Duvallier, Trijillo, and Somoza -- this was the norm in Latin America during those years. There was no democracy, but only control by the great families, and great wealth amid great poverty.
Fulgencio Batista was the dictator and father of all Cuba from 1933 until New Year's Eve in 1958, when Fidel Castro ran him out of the country. Everyone in America cheered. Then he seized the sugar plantations from the wealthy elite and they went into exile in Florida to plot their revenge. Then he imported missiles from Russia and went from being an independent freedom fighter to becoming a communist stooge -- Kruschev's puppet. He became our enemy.

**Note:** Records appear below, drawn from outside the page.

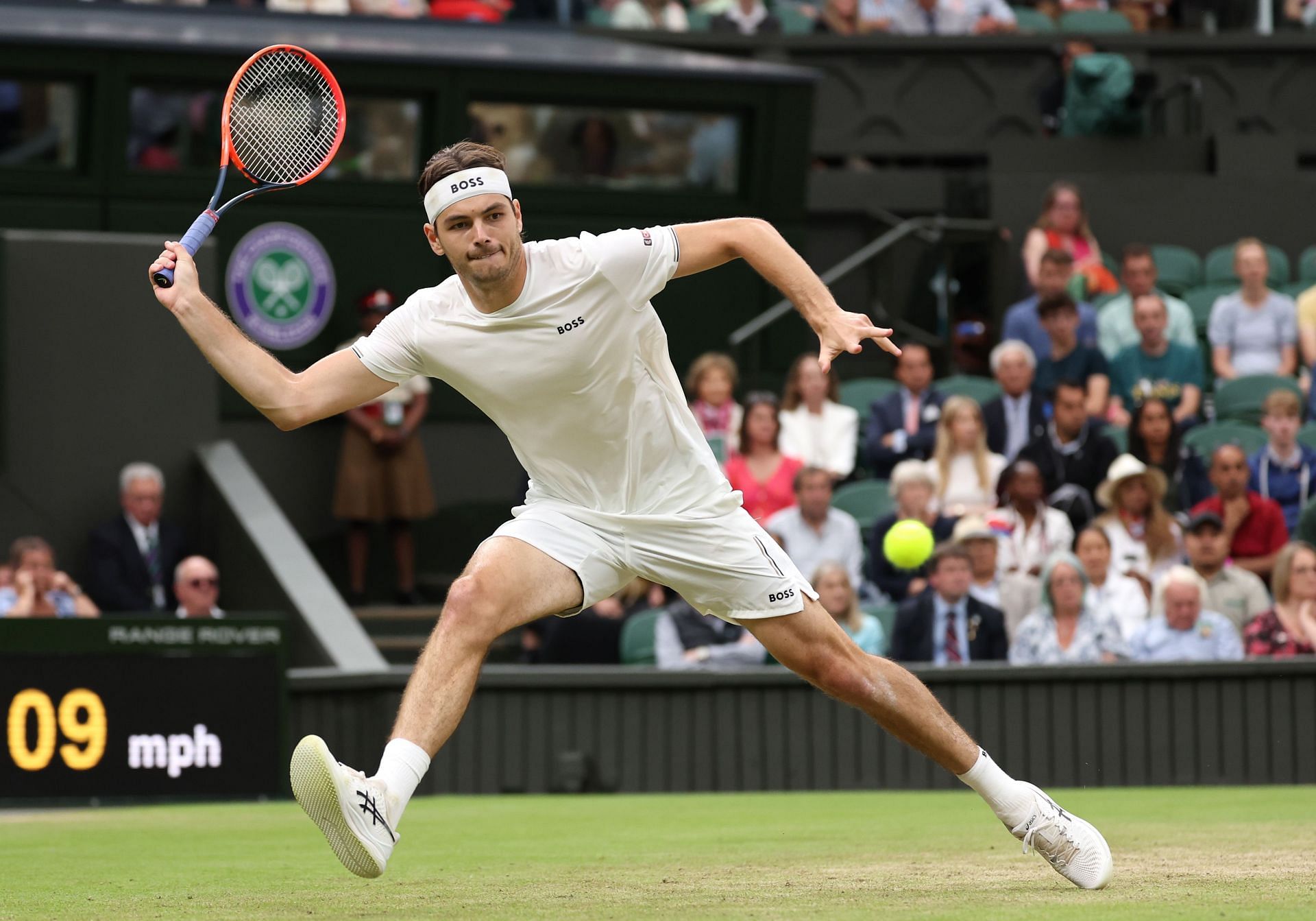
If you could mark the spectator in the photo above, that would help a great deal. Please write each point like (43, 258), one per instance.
(748, 17)
(1184, 630)
(1145, 542)
(1015, 418)
(1254, 330)
(1282, 469)
(812, 531)
(1065, 630)
(666, 15)
(1156, 367)
(712, 381)
(1236, 593)
(948, 626)
(1067, 359)
(1108, 590)
(197, 584)
(1254, 527)
(1117, 327)
(838, 595)
(1021, 320)
(761, 472)
(816, 427)
(1289, 629)
(905, 424)
(941, 17)
(1064, 227)
(912, 486)
(1028, 530)
(966, 470)
(38, 588)
(1157, 442)
(689, 641)
(1071, 455)
(130, 556)
(383, 476)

Now Fidel Castro is barely alive. The Cubans have no missiles, the Russians send no money. The older Cuban exiles in Florida no longer dominate their society. The younger Cuban-Americans will not carry on their parents hatred. Cuba will come back to us soon, but we won't be going down there for prostitution and gambling -- we'll be going down there because they have some of the best doctors in the Western Hemisphere.
Jim Smith. Jim Smith writes a column for the LaConner Weekly News. His writing reminds me of Molly Ivins, the late, great Texas columnist. Jim turns out a consistently warm and memory-strewn prose. Everybody* in LaConner likes Jim Smith -- the way you like a meat loaf sandwich.
*LaConnerites are very contrarian and you can't say "everybody" about anything around here.